SongKong Jaikoz

SongKong and Jaikoz Music Tagger Community Forum

Duplicates job crashed mid-way / continues to run in background

Hi @paultaylor,

I have that job that was running on my /music_processed/ folder.

Selected Folder : /music_processed
Loaded 1134798 songs for duplicate checking
There are 146969 duplicate keys
219889 Duplicates found and deleted in 10 days 0 hours 13 minutes 6 seconds

After 10 days, and at mid-way, the job was reported as ended.

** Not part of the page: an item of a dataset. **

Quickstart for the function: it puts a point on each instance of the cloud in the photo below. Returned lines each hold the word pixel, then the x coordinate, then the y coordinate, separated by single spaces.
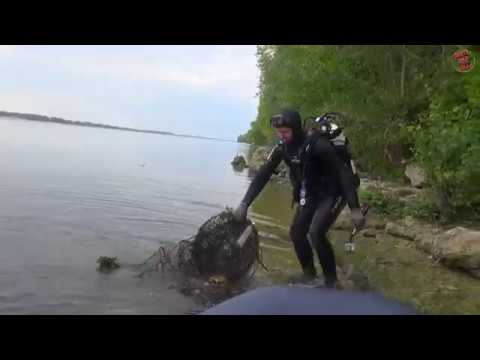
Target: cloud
pixel 228 71
pixel 160 87
pixel 6 49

If I check the logs : tail -f songkong_debug0-0.log

I can see the job actually is still running, and that it is currently processing the P letter.

Extract:

23/01/2023 18.37.26:CET:DeleteDuplicatesLoadFolderWorker:loadFiles:SEVERE: end:/music_processed/Prince and The New Power Generation/Gett Off:6:1160662
23/01/2023 18.37.26:CET:DeleteDuplicatesLoadFolderWorker:loadFiles:SEVERE: start:/music_processed/Prince and The New Power Generation/Money Don't Matter 2 Night:2:1160662
23/01/2023 18.37.39:CET:DeleteDuplicatesLoadFolderWorker:loadFiles:SEVERE: end:/music_processed/Prince and The New Power Generation/Money Don't Matter 2 Night:2:1160664
23/01/2023 18.37.39:CET:DeleteDuplicatesLoadFolderWorker:loadFiles:SEVERE: start:/music_processed/Prince and The New Power Generation/The Morning Papers:2:1160664

I’ve sent you the support files, of course.

Ah, from the code

            //Now waits for files within the folder to be added to duplicate map
            //Limit to 10 days just in case gets into some kind of infinite loop
            boolean result = es.awaitTermination(10, TimeUnit.DAYS);

It was never expected would ever run for this long!

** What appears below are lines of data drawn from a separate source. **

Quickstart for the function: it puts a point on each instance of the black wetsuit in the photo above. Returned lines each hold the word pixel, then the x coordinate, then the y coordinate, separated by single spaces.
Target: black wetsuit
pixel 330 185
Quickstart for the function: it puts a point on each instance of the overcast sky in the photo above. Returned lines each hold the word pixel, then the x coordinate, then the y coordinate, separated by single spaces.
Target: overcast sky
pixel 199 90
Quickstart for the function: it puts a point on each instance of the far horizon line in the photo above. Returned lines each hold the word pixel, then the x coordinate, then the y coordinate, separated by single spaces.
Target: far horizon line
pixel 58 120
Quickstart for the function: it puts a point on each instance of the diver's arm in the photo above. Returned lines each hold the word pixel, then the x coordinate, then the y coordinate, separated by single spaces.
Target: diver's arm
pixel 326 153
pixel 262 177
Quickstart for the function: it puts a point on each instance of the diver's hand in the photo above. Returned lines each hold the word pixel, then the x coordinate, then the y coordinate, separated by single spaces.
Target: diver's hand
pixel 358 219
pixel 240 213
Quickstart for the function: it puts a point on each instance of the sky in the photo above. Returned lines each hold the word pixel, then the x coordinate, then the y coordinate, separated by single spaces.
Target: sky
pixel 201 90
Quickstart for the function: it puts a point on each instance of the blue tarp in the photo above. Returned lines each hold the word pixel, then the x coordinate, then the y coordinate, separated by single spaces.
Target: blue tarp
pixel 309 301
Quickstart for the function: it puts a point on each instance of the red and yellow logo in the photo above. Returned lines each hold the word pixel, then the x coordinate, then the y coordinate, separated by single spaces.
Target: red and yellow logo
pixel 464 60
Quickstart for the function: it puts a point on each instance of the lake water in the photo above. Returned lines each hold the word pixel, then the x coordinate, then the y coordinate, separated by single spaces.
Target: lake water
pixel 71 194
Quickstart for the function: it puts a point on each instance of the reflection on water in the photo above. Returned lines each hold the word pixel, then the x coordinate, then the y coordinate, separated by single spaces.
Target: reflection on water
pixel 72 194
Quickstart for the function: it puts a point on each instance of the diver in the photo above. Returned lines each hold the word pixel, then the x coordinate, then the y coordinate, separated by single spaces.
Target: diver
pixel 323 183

https://jthink.atlassian.net/browse/SONGKONG-2385

haha I get that :wink:

Now, what do I do ? I mean, it was already running for 10 days and only did reach approx. 50%.

As it already did load half of my files, and the process keeps going in the background, should I stop songkong, and restart the task (but then, it will AGAIN scan the first half and I’m loosing 10 days.

Also, do you have a clue why this duplicates task takes so long ?

I would restart because Im not sure it is going to work properly now that has been triggered, should be much quicker since the duplicates already found have been deleted and empty folders deleted.

I already raised this issue https://jthink.atlassian.net/browse/SONGKONG-2376 but have not had chance to look at it yet.

10 day limit fixed in SongKong 8.9 Bleach released 24th January 2023

Hey @paultaylor,

since last update, the duplicates task got slower than ever.

look:

Is there anything we can do together to see why it’s so slow and try to figure out how to improve this ?

Two things:

It shoudn’t be slower I think it has actually done half based on Songs loaded value, I dont think the Duplicates groups found and Duplicates songs deleted should be shown as found/total

But it is slow because the song loading.matching was single threaded to fix another issue. But I have now fixed this problem and should be considerably quicker in next release, i hope to be able to release later this week.

1 Like

You only get second value when using webui, should not be there, this is what you see if using desktop version

image

There is no actual indication of how many songs have been processed (although it should be about same as Songs loaded count) so perhaps I should add an extra count.

yes please ! I have 32 cores waiting to be used. I’m here to beta test, shoot me a docker container ^^

hehe

just to get an idea of the speed here is where I am today :

So it only did load 17k files in approx 24h.

So this means I would need 117 days to process 2 millions files.

I have just uploaded new docker image for SongKong 8.10 Frank so you can try it now.

1 Like

now we talk :

As you can see in a few hours it already re-checked 400K+ files :

This is way better !

1 Like